— Buenos días.
Saludé al entrar al departamento con una voz gélida que cortó el aire de la oficina como un bisturí. Me dirigí directamente a mi área de trabajo, sintiendo las miradas clavadas en mi nuca. El ambiente estaba cargado de una electricidad estática que hacía que el vello de los brazos se erizara.
Allí estaban ellos: Yongui y Vincenzo a un lado; Félix y Hoseok al otro extremo. La tensión era un muro invisible que nos separaba. Hacía dos días de aquel encuentro fatídico en mi antiguo departamento, y el silencio ya no era una opción. Les debía la verdad, o al menos, la parte de la verdad que no los pusiera en un peligro mortal.
Tomé un sorbo de mi capuchino, sintiendo el calor quemarme la garganta, y me senté con los chicos.
— Debemos hablar — solté, dejando la taza sobre la mesa con un golpe seco.
— Lo sabemos — respondió Vincenzo, cruzándose de brazos —. Pero si no estás seguro de abrir esa caja de Pandora, Jimin, lo entendemos. No tienes que forzarlo.

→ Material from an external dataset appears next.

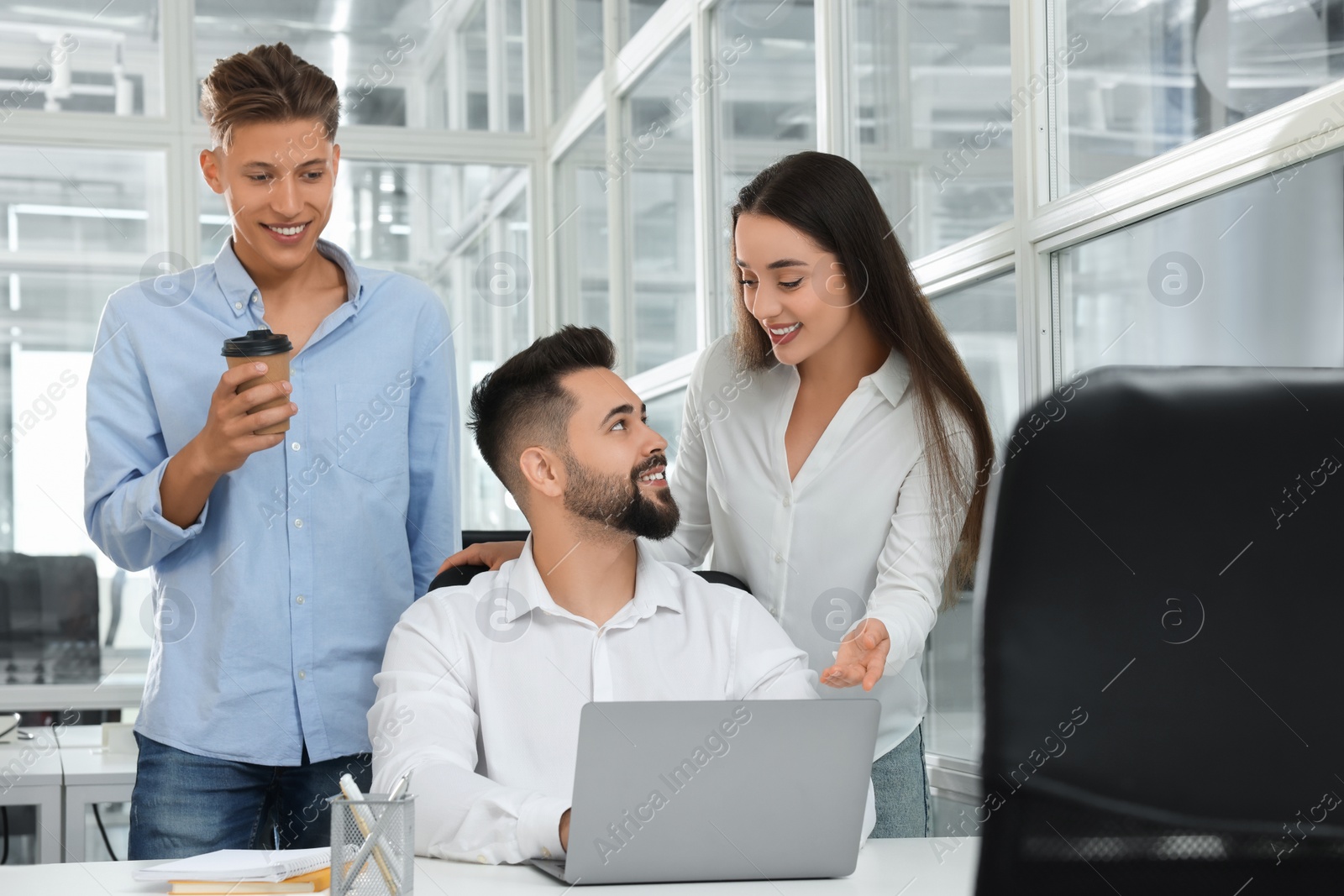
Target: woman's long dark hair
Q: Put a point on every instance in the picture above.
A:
(828, 199)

— Les pedí que me ayudaran a cazar a Red Bunny — dije, mirando a cada uno a los ojos —. Les debo saber por qué no apreté el gatillo cuando tuve la oportunidad.
Se acomodaron en sus asientos, el murmullo de la oficina desapareció para nosotros.
— Jungkook... Jeon Jungkook. Fuimos mejores amigos de niños. Nuestras familias no solo eran cercanas; eran espejos. El negocio de su padre era la mafia, igual que el del mío. Crecimos entre promesas de lealtad y juegos de guerra. Le juré que nunca nos separaríamos, que nos cuidaríamos siempre. Éramos dos niños destinados a heredar imperios, pero el destino tiene un sentido del humor retorcido.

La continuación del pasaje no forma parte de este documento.